To err or not to err

The other day a colleague was talking about “making sense of mathematics”. That brought back memories. Years ago, when I and my batch-mates had just started programming on a real computer for the first time (before that we learnt programming only as theory, computers were too expensive to be affordable for my institute, yes stone age….),  one of my batch-mates had the following code in his program,

If (a>b) then


We incessantly laughed about it (and still do). (OK I admit it, I was about to write something as ingenious, but caught myself in time). When I put this bit of programming wizardry on a social forum another contributor came up with the following gem,

If (a>b)  goto 10

Code ……

10     goto 100

Code …..

100    …………………….

He wrote that the girl who had written the above code was aptly nick-named “go to 10 to go to 100”.  A  professor once told me about people who write the code but forget to output the results, he remarked, even if no one else knows, the computer does know the results (though now, with neural nets,  that statement has taken up a completely new meaning).

On a more serious note, I remember after submitting a particularly tough analysis in an exam,  my Prof. , as was his practice, discussed a bunch of solutions in the class. After discussing my solution (which was wrong), he turned to me and asked,” why didn’t you cross-check?”. I was crest-fallen and thoroughly embarrassed, because cross-checking was very easy and immediately told me that I had goofed.

Through the years I have seen such errors being made by students quite so often.  People get carried away by the processes too much and forget to run simple checks to see how meaningful their outcome has been.  I believe this happens at multiple levels in life, with consequences of corresponding magnitudes.  Teachers get too much involved in grading the students correctly (a colleague, once showed me an old evaluation he had done, ( 2.36 out of 5 marks), and then sheepishly said that he did not really mean that good a resolution) and end up ignoring the  actual goal of learning.

As one of the chef’s in the show “Master-chef Australia” says, taste everything that you cook.

Tech Enabled Education

When some of the online tools and resources are used in the classroom, the student experience becomes quite rich.
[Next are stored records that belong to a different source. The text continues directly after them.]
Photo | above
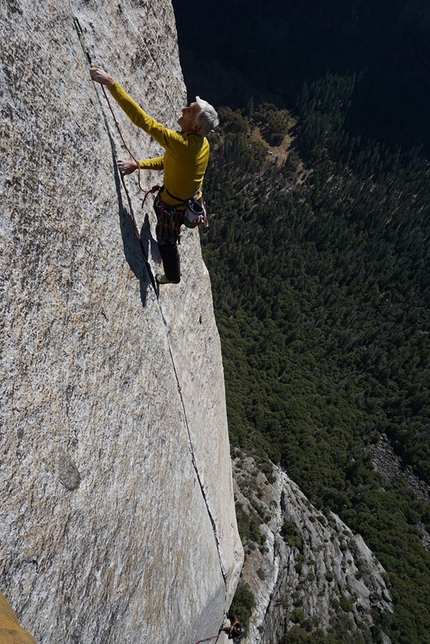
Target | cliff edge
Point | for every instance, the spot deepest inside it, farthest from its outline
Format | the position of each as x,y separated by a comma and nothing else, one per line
117,518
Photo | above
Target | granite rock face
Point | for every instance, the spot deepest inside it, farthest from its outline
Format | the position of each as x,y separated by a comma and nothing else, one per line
117,518
311,570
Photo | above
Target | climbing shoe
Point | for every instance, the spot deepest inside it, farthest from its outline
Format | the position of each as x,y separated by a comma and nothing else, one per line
162,279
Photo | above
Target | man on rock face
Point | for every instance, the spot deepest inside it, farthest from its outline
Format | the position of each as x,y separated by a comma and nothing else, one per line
184,164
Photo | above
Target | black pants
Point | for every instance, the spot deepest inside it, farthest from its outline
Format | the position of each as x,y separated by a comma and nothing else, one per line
171,262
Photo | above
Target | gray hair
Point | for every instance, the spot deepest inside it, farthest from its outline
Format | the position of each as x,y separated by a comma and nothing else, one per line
207,118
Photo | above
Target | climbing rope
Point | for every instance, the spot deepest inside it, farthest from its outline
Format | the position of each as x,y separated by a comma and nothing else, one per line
152,190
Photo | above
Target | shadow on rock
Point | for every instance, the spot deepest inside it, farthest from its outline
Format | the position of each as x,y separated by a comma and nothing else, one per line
133,248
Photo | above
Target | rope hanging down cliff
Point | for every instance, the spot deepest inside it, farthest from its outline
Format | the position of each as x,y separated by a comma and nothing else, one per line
152,190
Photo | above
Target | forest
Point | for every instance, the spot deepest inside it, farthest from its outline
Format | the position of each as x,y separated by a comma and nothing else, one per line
319,255
320,273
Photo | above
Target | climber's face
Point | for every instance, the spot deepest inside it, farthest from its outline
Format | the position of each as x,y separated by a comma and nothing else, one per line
188,119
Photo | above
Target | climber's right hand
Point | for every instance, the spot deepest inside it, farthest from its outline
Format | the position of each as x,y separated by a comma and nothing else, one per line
98,75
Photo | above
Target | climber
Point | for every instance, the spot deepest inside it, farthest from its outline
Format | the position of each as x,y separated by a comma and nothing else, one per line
184,164
233,629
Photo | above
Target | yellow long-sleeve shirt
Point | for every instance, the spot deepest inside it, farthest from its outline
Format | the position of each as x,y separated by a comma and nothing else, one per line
10,630
186,155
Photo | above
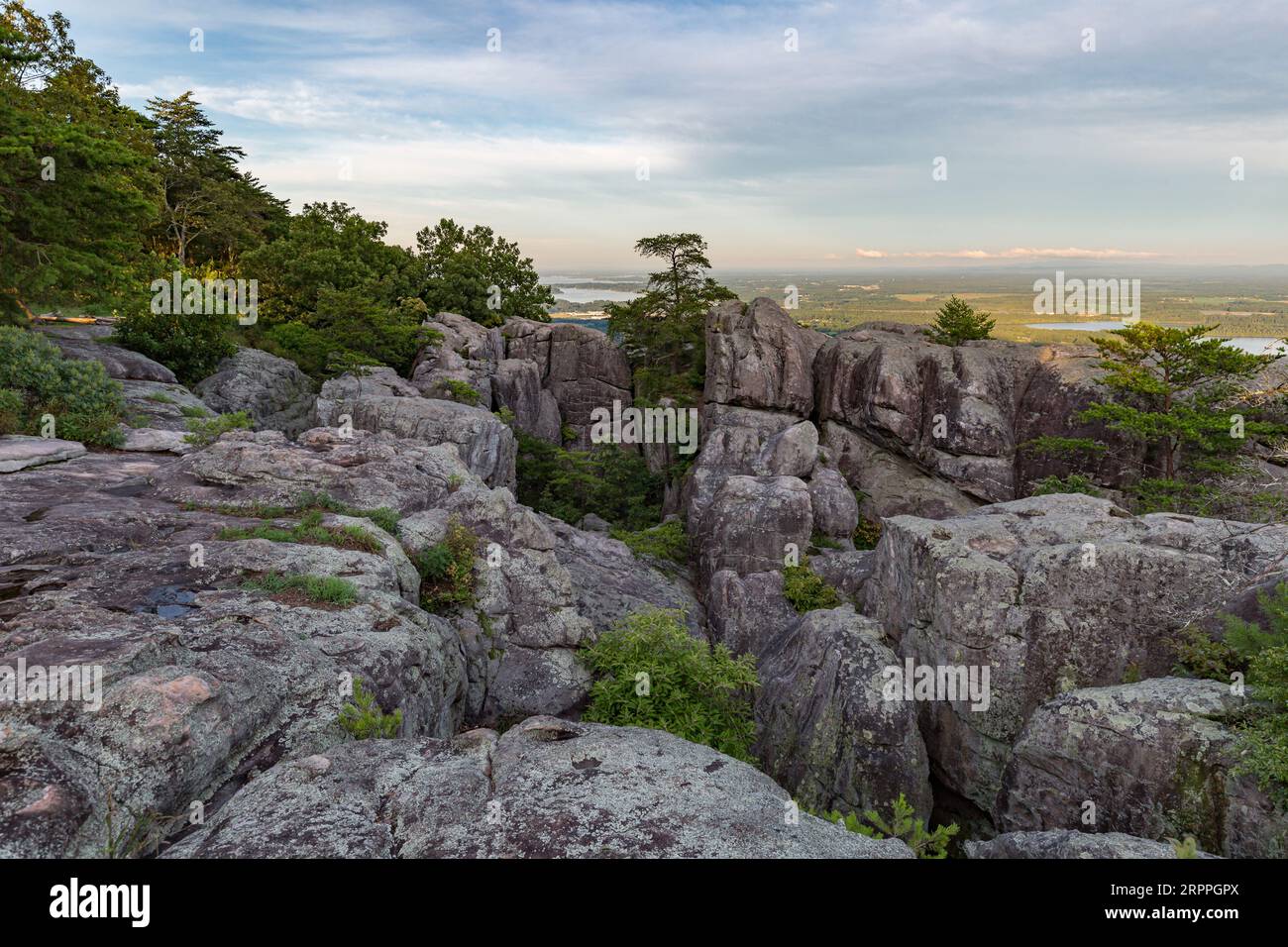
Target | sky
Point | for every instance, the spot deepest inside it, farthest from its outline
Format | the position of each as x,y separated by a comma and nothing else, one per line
831,136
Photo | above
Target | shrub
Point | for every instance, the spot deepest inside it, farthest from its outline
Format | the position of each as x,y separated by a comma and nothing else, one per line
652,673
666,541
308,531
327,589
957,322
85,403
1073,483
188,344
447,570
364,718
613,483
902,825
204,432
806,590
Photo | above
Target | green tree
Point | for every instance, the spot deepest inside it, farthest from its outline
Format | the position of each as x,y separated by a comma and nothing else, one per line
664,330
77,184
1177,393
207,202
478,274
957,322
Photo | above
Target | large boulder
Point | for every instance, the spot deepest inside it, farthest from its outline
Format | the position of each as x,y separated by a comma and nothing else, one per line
1050,594
271,390
484,444
1157,759
751,523
824,727
90,344
545,789
579,367
759,357
1064,843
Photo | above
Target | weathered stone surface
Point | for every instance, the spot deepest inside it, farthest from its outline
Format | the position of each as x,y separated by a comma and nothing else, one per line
18,451
484,444
161,406
961,412
271,390
1063,843
824,728
562,789
364,471
1154,757
516,385
1051,592
89,344
747,612
750,523
892,486
759,357
581,368
155,441
609,582
836,512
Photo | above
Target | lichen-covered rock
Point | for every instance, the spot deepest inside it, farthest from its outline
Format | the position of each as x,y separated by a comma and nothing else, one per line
546,789
759,357
751,523
270,389
1064,843
1155,759
824,728
364,471
1051,592
484,444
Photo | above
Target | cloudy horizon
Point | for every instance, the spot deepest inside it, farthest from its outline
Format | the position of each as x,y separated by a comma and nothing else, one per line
824,157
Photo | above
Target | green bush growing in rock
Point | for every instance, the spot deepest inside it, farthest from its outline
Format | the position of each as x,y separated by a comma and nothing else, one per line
957,322
204,432
902,825
85,403
652,673
330,590
806,590
447,570
610,482
1073,483
668,543
365,719
308,531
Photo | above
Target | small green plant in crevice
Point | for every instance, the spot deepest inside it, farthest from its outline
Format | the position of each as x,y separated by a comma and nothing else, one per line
669,541
204,432
1185,848
902,825
649,672
447,570
308,531
364,719
326,589
1073,483
806,590
460,392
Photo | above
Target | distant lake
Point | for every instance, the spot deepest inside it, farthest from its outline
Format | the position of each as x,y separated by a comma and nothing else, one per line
1254,346
576,295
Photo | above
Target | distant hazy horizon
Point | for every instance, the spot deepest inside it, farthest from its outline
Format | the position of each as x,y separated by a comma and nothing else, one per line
789,134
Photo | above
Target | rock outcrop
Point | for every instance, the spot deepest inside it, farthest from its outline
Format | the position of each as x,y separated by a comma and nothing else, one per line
271,390
1050,592
546,789
1155,759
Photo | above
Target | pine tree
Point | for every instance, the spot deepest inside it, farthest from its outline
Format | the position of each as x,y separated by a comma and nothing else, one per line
958,322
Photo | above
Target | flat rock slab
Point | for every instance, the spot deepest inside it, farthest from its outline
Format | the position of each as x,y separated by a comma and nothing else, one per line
18,451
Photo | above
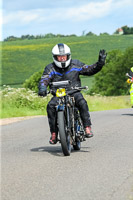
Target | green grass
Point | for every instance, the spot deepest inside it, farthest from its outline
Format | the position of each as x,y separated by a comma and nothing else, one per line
21,102
20,59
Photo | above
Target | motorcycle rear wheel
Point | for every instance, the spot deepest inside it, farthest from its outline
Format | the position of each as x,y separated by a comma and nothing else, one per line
64,137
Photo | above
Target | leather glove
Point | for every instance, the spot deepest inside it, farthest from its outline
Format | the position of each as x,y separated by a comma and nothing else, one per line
102,56
42,90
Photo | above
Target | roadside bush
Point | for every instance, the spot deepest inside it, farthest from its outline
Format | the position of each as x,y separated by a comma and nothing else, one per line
23,97
111,80
32,82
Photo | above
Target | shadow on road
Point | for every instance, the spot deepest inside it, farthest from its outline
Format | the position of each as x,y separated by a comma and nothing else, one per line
56,150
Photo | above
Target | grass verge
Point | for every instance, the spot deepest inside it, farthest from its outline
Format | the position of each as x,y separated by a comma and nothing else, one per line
21,102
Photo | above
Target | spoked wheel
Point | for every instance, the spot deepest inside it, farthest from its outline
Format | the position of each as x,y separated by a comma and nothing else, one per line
64,136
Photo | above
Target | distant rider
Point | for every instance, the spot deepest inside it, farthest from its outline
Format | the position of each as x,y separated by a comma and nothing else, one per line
64,68
130,81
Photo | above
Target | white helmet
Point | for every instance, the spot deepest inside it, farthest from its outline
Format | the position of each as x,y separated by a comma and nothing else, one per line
58,50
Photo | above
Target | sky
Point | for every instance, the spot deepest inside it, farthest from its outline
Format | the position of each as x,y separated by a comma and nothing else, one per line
39,17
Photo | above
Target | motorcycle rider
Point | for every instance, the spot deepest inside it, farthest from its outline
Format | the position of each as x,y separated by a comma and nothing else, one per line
130,81
64,68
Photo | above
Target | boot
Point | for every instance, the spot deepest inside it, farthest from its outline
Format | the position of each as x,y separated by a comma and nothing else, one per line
88,132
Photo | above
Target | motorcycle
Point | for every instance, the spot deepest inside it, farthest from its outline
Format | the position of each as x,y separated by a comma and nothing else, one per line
69,124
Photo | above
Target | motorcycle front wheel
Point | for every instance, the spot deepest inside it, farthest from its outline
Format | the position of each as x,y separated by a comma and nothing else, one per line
64,136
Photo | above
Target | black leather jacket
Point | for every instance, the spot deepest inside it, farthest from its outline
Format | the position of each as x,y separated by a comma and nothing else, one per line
52,73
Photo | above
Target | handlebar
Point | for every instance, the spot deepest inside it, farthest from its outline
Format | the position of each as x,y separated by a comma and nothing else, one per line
73,89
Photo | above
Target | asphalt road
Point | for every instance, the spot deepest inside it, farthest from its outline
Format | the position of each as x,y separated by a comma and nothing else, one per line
32,169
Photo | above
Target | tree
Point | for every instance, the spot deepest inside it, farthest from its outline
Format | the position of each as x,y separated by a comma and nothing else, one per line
111,80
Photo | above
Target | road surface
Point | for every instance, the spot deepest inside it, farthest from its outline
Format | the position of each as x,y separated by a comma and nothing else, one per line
32,169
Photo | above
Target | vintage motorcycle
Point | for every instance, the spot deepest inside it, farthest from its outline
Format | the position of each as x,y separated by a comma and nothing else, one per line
69,124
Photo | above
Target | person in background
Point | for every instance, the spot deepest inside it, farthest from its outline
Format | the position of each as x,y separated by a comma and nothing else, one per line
64,68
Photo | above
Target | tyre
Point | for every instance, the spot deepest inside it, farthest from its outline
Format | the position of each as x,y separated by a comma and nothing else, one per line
64,137
77,146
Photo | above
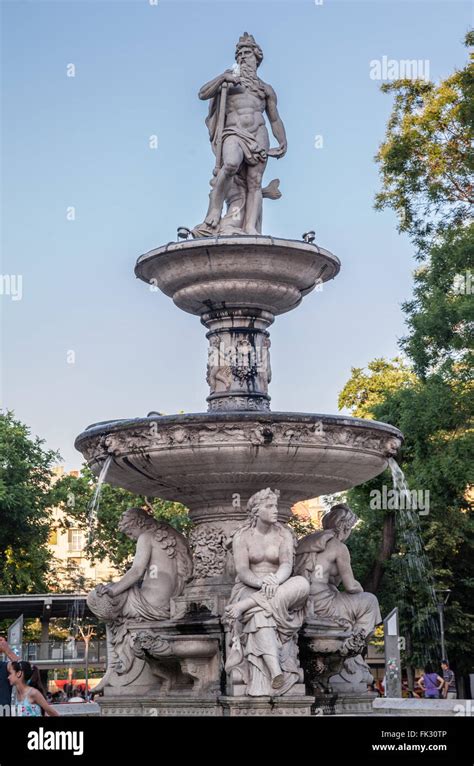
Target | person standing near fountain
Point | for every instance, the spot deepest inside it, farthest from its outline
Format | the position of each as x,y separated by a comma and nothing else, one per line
240,141
324,559
266,606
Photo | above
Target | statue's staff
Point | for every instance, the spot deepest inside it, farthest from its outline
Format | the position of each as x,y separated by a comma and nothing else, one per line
220,126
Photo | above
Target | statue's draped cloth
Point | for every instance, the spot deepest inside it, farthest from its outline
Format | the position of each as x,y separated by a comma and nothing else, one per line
268,628
253,151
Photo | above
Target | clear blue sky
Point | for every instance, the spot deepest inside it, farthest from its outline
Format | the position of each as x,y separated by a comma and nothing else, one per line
83,142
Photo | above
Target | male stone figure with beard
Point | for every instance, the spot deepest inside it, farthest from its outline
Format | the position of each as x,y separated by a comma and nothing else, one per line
240,141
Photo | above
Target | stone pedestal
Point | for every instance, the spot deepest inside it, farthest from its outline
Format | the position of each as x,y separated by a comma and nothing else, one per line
287,706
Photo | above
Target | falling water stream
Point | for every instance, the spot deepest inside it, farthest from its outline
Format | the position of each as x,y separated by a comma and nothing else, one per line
415,567
95,502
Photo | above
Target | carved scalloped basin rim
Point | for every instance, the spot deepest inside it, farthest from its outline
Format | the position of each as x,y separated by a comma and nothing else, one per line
201,459
261,272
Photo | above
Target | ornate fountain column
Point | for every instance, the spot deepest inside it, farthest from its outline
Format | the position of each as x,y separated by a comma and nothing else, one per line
238,366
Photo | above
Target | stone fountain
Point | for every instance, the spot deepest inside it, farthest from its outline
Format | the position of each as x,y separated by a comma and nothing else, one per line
182,622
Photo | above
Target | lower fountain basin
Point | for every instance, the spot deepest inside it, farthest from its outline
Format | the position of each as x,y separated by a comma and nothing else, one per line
213,462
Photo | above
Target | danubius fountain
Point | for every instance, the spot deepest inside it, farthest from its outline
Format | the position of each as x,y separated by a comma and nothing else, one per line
236,620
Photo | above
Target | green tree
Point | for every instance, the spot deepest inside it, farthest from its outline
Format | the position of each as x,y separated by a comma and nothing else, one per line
73,494
25,497
426,164
440,316
364,389
427,160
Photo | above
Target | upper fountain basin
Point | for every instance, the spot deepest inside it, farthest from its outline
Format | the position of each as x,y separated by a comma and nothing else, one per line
205,460
244,272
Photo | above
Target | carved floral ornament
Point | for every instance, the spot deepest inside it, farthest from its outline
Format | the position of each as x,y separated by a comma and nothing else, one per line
156,436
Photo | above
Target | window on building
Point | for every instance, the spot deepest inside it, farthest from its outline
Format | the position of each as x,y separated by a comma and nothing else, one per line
75,539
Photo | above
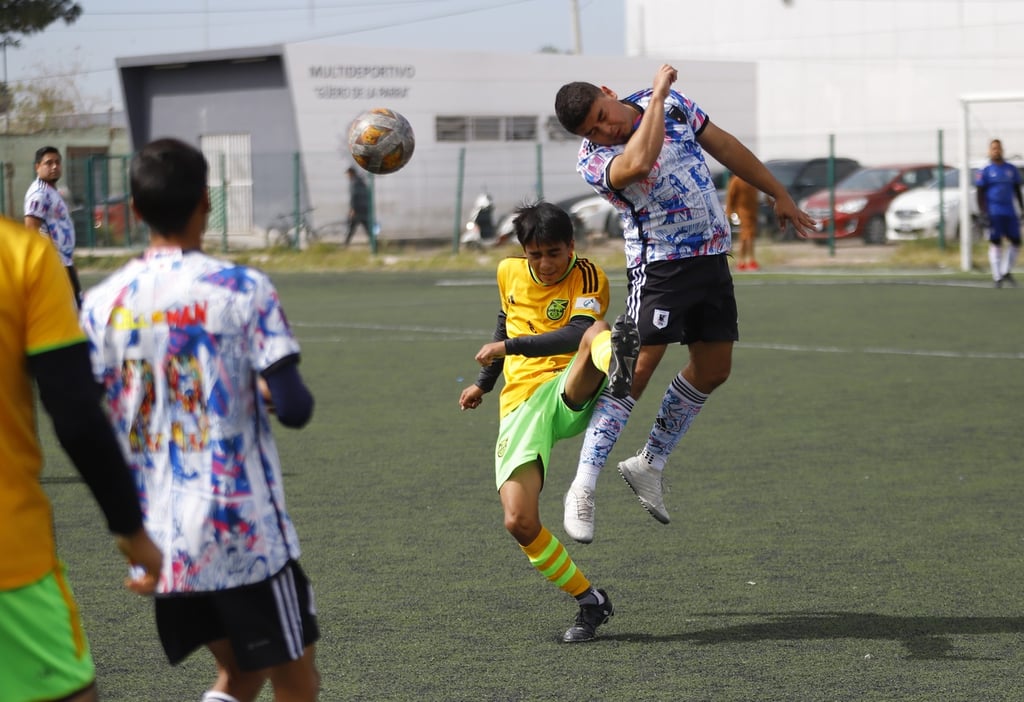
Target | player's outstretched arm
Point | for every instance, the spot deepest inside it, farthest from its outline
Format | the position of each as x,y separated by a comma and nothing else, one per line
145,559
71,397
287,395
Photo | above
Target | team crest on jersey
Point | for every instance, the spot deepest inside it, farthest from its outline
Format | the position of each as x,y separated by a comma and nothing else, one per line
660,319
556,310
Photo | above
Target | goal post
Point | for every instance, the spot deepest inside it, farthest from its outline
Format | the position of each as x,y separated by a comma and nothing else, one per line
967,101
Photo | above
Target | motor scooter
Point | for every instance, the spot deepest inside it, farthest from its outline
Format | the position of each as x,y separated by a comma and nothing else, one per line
480,231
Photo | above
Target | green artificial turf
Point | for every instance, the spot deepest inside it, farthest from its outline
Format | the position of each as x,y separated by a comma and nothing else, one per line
846,512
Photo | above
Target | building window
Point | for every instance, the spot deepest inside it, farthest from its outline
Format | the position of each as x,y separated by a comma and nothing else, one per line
556,132
485,129
521,128
452,128
478,128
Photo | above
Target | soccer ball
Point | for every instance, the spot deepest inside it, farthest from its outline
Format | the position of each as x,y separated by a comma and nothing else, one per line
381,140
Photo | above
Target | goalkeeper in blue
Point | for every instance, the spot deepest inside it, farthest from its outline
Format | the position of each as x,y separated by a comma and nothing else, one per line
557,354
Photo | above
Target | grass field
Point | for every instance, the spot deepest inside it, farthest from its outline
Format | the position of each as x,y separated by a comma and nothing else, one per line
846,511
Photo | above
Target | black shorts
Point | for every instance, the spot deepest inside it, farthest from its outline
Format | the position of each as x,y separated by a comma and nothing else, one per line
683,301
267,623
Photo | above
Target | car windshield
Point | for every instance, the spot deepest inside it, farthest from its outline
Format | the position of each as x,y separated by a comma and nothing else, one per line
867,179
784,171
951,179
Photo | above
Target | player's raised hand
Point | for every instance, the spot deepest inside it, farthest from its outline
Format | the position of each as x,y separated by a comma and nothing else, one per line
471,397
664,79
145,560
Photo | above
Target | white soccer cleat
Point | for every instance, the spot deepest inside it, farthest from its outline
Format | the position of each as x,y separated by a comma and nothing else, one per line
579,519
647,484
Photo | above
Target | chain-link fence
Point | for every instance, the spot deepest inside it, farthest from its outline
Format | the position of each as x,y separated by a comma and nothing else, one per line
291,199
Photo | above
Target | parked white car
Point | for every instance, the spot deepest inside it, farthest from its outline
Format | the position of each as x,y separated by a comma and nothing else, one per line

Following are screenshots from some of my courses


I made my lectures available on moodle which is a course management software, and made them available on the internet to everyone, not just my class. There was a discussion forum for students to interact and ask questions and all course related material, including attendance and grading was available from anywhere.


It was possible to give quizzes which were flexible in the sense that students got randomly selected questions from a question bank and could answer the quiz on their mobile phones. The quizzes got corrected instantly and could be accessed by students from anywhere.

Interesting open source resources made the courses interesting. I used quite a bit of media from wikipedia. The rewards kept coming in interesting ways. My favorite is that when I was teaching a class in a huge auditorium with about 250 students present, as soon as an animation started, I saw a student nudge his neighbor and asked him to look up because something interesting was taking place.


Designs in Action

We had been debating pros and cons of getting students work away from home.

  • It makes them connect and work with new environments and cultures, against it increases the responsibility of faculty members for students wellbeing.
  • It makes them independent versus how do we enforce discipline?

So when the opportunity presented to accompany the Olin colleges ADE (Affordable Design and Entrepreneurship)  team at their “cycle-rickshaw project” site we happily grabbed it. Prafullbhai, the then VC of the Ahmedabad University was very upbeat about learning from the experts and gave us all necessary support.  I am glad we did, because the experience was amazing.


One cold winter morning, I found myself waiting at the airport for one of the team members, the chirpy and irrepressible Radhika, after I picked her up, chatting about books from Rand to Tolstoy, we draw down to one of the tiny streets of the old city in Ahmedabad, an area I had never visited before to pick-up axels, flanked by several curious urchins and one or two well-dressed goats (in the winter someone had the bright idea of dressing up their goats in discarded cloths).

I could visit the team on-site only for four days due to other engagements but was impressed by the teams discipline and the buzz of activities. We shared all mealtimes, laughter, anecdotes and work-notes.